COBRA Reference Manual
Code Browser and Analysis Tool



Principle of Operation


Cobra uses a lexical analyzer to scan in the source code in the files given as arguments on the command-line. It then builds a data structure that can be used for querying that source code either interactively, or with predefined scripts.

The internal data structure dat Cobra builds is a simple linked list of lexical tokens, annotated with some basic information and links to other tokens, for instance to identify matching pairs of parentheses, brackets and braces. The tool does not attempt to parse the code, which means that it can handle a broad range of possible inputs. Despite the simplicity of the data structure, the tool can be remarkably powerful in quickly locating complex patterns in a code base to assist in peer review, code development, or basic structural code analysis.

There are several ways to write queries. We can use:

    • Interactive queries (overview below, or see index),
    • Inline programs (described separately),
    • Standalone checkers (described separately).
Interactive queries are written in a simple command language that can support the most frequent types of searches. When more complex queries need to be handled, requiring anything other than a sequential scan of the token sequence, an inline Cobra programs offer a more powerful alternative. For still more complex queries, that require the construction of more elaborate data structures, the same infrastructure can be used to write standalone checkers in C that can be linked with the Cobra front-end.

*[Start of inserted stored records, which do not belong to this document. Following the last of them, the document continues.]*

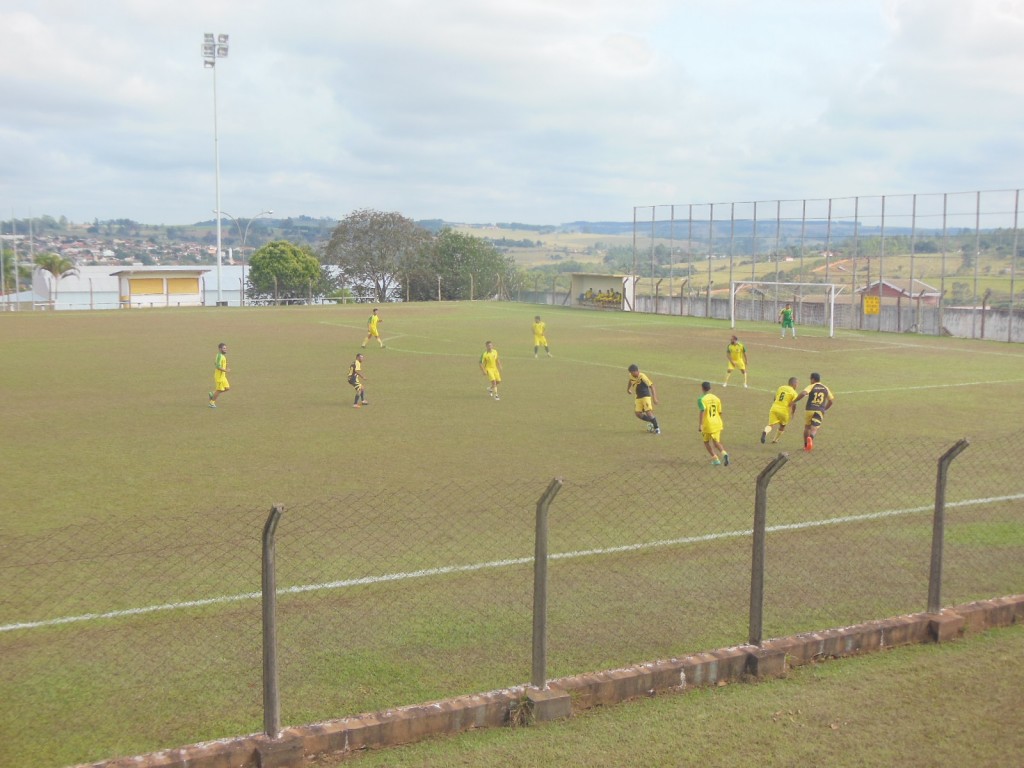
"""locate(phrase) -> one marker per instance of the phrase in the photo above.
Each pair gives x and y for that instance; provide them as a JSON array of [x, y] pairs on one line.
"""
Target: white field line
[[425, 572]]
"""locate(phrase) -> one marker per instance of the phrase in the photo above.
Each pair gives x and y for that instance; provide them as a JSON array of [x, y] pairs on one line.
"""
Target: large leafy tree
[[462, 266], [58, 267], [376, 252], [285, 270]]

Interactive query commands are by default applied to all tokens in the input sequence, optionally using parallel threads of execution where that can improve performance. The queries can be used to set, move, remove, extend, stretch, or inspect user-defined mark points in the code.

If directed to do so with command-line option -cpp, Cobra will use the standard gcc compiler to preprocess the source code before the data structure is built. This can be useful to make sure that the effects of macros and include files is taken into account when locating patterns of interest in the code. By default no preprocessing is done, which makes it possible to also query code bases that cannot be preprocessed or compiled, for instance because the required directives are unknown, or because the code is syntactically flawed.

Use cobra -help to see a list of all current command-line options that the tool recognizes. The synopsis below summarizes Cobra's interactive query command language. Details of each command are given in separate pages that are linked from this overview.

New Features in Version 2.0

The current Version 2.0 of the Cobra tool is an extension of the original, as distributed by JPL. The original release counted 9,796 lines, while the current version counts 20,831 lines of code. Other than bug fixes, the new features include:
  • A richer scripting language for writing inline programs, supporting arbitrary variables, associative arrays, recursive functions, and concurrency control.

  • Parallel processing of input files, which shortens the startup time especially for larger code bases.

  • Faster processing of queries. For instance, checking for empty else statements with the original version in 18.2 million lines of code would take 10 seconds, with the current Version 2.0 it takes about 2.5 seconds (in both cases using a single cpu-core).

  • An extended library of predefined scripts and script libraries (from about 48 to about 81, including checkers for the Misra guidelines, the Power of 10 rules, and the JPL Coding Standard).

  • Online manual pages for the interactive commands, and for the scripting language used in inline programs.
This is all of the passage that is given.